Although MS lesions are, in general, confined only in the CNS, increased comorbidities with other diseases in general organs, such as thyroiditis, have been reported. However, there are only a few reports that describe cardiac abnormalities in MS. Although most reports did not address the pathophysiological mechanism of cardiac dysfunction in MS, Akgül et al.¹³² speculated that a single microbial agent might induce myocarditis and CNS immunopathology in some MS patients. In MS, there is a case report describing one MS patient who died of acute eosinophilic myocarditis with cardiac histological findings.¹³³ Although the authors speculated that myocarditis was likely drug-induced, there are several concerns on this case report; for example: (i) virological examination was incomplete;¹³⁴ (ii) the drug responsible for hypersensitivity was unclear;^135,136 and (iii) the association with MS was unclear (the patient had anti-nuclear antibodies, immunomodulatory treatment, and active CD4⁺ T-cell infiltration in the brain and the heart). Cosgrove et al.¹³⁷ reported a case with neuromyelitis optica spectrum disorder with involvement of cardiac and skeletal muscle with sepsis. The authors speculated that this case represents a new spectrum disorder with myocarditis. However, the authors neither carried out histological examination (the only evidence for “myocarditis” was increased cardiac troponin) nor identified the microbe responsible for sepsis, while it is unclear which virological examination was carried out in that case.

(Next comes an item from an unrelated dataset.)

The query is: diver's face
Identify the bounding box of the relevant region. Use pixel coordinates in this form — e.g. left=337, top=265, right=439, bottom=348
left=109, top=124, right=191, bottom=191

In Table 3, we summarize the prevalence, associated viruses, and comorbidities between MS, myocarditis and seizures/epilepsy. Based on the high prevalence and common associated viruses, as well as data from TMEV studies, we propose that one single virus can induce or exacerbate any one of the aforementioned three immune-mediated conditions depending on the host’s genetic background. Clinical, epidemiological, and virological studies on the comorbidities between MS, myocarditis and seizures/epilepsy might lead to the discovery of a new spectrum of virally-mediated disorders, whose specific diagnosis and treatment can be beneficial for a subset of patients. In addition, experimental comparative studies among mouse strains to clarify the mechanism of different susceptibility to three different TMEV-induced organ-specific immune-mediated disease models (demyelinating disease, myocarditis and seizures) are useful not only to clarify the mechanism of human MS, viral myocarditis and seizures, but also to understand the organ-specific viral tropism and immunopathology, in general.⁶

Table 3.

Prevalence, associated viruses, and comorbidity of multiple sclerosis, myocarditis and seizures

			Comorbidity
	Prevalence	Associated viruses	Multiple sclerosis	Myocarditis	Seizure
Multiple sclerosis	0.1–0.2% USA and Europe	EBV HHV-6 MeV retroviruses	NA	± case report	+
Myocarditis	1–9% autopsy	Picornaviruses (CVB, enterovirus) parvovirus HHV-6 adenovirus, HCV	± case report	NA	ND
Seizures/epilepsy	0.5–1.0% active epilepsy	HHV-6, HSV-1 JEV, HIV, picornaviruses (CVA, CVB, enterovirus, parechovirus)	+	ND	NA

CVA, coxsackievirus A; CVB, coxsackievirus B; EBV, Epstein-Barr virus; HCV, hepatitis C virus; HHV-6, human herpesvirus type 6; HIV, human immunodeficiency virus; HSV-1, herpes simplex virus (type)-1; JEV, Japanese encephalitis virus; MeV, measles virus; NA, not applicable; ND, not determined.